Nell’interno, si fanno due passi a San Pantaleo, borgo antico e sempre più glam arroccato sul massiccio granitico di Cugnana. È noto per il mercato del giovedì, quando si riempie di oggetti di manifattura locale e qualche prodotto alimentare (per un pranzo, prendere nota del ristorante Giagoni). Non che le occasioni di mondanità manchino in Costa Smeralda, ancora «viva» in questo finale di stagione con il Classical Music Festival e vari eventi legati al golf e alla vela. A Porto Cervo si passeggia rimirando mare e barche, facendo window watching, scoprendo certi angolini nascosti. Soprattutto nella Promenade du Port, sorta strategicamente con 60 negozi e spazi dedicati all’arte e allo shopping disposti su tre livelli con altrettante piazzette.
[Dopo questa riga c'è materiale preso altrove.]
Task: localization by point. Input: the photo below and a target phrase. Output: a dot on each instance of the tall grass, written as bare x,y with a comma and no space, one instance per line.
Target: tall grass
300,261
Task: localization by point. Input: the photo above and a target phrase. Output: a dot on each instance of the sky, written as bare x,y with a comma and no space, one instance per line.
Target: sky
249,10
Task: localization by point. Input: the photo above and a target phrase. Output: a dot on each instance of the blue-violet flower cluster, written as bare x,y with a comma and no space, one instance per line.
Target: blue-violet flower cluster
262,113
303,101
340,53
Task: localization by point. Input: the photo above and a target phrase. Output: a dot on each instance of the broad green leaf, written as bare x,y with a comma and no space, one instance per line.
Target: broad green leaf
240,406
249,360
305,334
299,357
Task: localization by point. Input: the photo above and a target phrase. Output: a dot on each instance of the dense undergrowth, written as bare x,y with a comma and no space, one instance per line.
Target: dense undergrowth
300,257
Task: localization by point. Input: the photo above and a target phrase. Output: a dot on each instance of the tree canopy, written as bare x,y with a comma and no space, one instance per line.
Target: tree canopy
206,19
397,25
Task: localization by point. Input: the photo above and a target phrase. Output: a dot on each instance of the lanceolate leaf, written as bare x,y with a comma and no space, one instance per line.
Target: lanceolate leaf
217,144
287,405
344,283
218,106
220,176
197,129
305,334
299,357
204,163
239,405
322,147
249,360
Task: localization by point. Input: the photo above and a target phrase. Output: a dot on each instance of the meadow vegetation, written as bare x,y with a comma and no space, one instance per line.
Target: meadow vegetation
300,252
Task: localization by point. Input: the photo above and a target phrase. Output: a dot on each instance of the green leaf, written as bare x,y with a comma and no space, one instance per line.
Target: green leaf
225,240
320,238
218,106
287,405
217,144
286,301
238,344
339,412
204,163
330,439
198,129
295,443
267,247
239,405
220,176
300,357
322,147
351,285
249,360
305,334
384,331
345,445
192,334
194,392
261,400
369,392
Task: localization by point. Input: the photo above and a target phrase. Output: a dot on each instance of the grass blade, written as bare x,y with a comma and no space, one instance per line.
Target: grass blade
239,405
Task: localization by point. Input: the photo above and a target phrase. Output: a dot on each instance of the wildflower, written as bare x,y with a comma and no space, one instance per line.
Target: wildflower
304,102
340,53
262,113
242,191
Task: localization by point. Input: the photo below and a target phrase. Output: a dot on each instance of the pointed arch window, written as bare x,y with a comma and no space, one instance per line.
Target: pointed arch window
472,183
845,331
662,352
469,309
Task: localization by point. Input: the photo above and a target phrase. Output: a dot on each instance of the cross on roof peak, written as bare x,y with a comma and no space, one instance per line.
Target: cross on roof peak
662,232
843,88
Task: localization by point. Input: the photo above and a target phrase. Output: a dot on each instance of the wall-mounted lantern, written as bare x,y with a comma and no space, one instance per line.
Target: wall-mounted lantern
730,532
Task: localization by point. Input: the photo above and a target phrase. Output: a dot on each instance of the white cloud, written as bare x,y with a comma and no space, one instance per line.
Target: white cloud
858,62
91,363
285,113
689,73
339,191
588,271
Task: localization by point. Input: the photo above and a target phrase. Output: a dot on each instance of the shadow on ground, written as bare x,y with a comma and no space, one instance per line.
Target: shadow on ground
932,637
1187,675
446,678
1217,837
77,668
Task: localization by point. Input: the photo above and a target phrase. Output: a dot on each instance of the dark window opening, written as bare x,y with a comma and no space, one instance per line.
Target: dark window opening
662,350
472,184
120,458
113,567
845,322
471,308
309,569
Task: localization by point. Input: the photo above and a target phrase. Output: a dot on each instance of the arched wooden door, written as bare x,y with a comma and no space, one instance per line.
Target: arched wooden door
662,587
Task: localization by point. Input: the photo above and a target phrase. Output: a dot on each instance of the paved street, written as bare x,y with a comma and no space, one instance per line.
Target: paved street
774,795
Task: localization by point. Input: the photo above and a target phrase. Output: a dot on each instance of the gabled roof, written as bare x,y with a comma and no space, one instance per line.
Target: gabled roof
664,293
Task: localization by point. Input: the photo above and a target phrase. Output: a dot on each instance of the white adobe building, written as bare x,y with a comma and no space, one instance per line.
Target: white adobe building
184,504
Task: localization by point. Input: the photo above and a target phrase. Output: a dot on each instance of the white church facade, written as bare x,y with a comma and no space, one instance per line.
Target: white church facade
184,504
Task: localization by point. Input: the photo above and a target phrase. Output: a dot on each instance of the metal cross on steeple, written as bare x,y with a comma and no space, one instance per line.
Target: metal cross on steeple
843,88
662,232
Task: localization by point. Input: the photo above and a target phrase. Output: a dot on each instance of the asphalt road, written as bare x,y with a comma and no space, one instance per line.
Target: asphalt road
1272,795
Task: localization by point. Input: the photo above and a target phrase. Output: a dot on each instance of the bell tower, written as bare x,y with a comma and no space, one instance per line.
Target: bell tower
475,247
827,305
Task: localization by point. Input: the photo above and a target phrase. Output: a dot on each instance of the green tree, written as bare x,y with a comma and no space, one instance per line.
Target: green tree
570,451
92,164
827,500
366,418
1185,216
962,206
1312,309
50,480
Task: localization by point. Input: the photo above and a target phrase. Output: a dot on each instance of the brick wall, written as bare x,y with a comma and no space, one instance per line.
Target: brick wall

Nella vivacità estiva si gode di ristoranti e pizzerie (da ricordarsi Myrto, che ha creato un tipo di cucina che unisce i due mondi: ottime la pizza cacio e pepe per esempio, o quella con la tartare di carne), a un passo dal porto (d’estate c’è un turnover di 250 barche al giorno) e dall’impatto scenico della Lamborghini Lounge.

Adesso si è richiamati dagli ultimi echi musicali della terrazza di Zuma, il ristorante «oh, so chic!» fondato dello chef Rainer Becker, ispirato alla cucina giapponese informale stile izakaya e appena sbarcato qui dopo l’apertura di Roma. Oppure quelli del Meraviglioso, ristorante su tre piani con cucina firmata dallo stellato Andrea Berton e un’estensione di champagne-à-porter (qui in estate si entra in modalità «festa con musica e palloncini»: appuntamento al 2023). Nella boutique del luxury brand Larusmiani capita di incontrare Guglielmo Miani, che ne è presidente e a.d. (oltre che presidente di Montenapoleone district, ma questa è un’altra storia), il quale ha scelto di vivere a due passi da qui. O, almeno, di passarci più tempo possibile anche in questo periodo perché «ci sono moltissime cose da scoprire e passeggiate da fare, nell’entroterra o lungo la costa: un posto fantastico con cui entrare in contatto» dice a Panorama.

E qualcosa inizia a muoversi nella direzione del prolungamento della stagione. Per esempio nel mondo dell’ospitalità, dove alcune delle strutture più iconiche ampliano seppur timidamente le loro aperture: il Pitrizza, il Romazzino, l’Hotel Cala di Volpe (disegnato da uno degli architetti demiurghi di questa zona, Jacques Couëlle). Lo storico Luci di La Muntagna si trova aperto in autunno. Nel cuore di Porto Cervo, l’Hotel Cervo arriva a inverno inoltrato, fino all’inizio dei lavori di ristrutturazione. Perché tra restyling e passaggi di mano, presto si annunceranno novità che faranno parlare: grandi catene dell’hôtellerie come Belmond, Four Seasons e Mandarin Oriental potrebbero subentrare alla guida di alcune delle suddette perle dell’ospitalità extralusso. Così si dice, si vedrà. Comunque niente distoglierà questa terra dalla sua magia.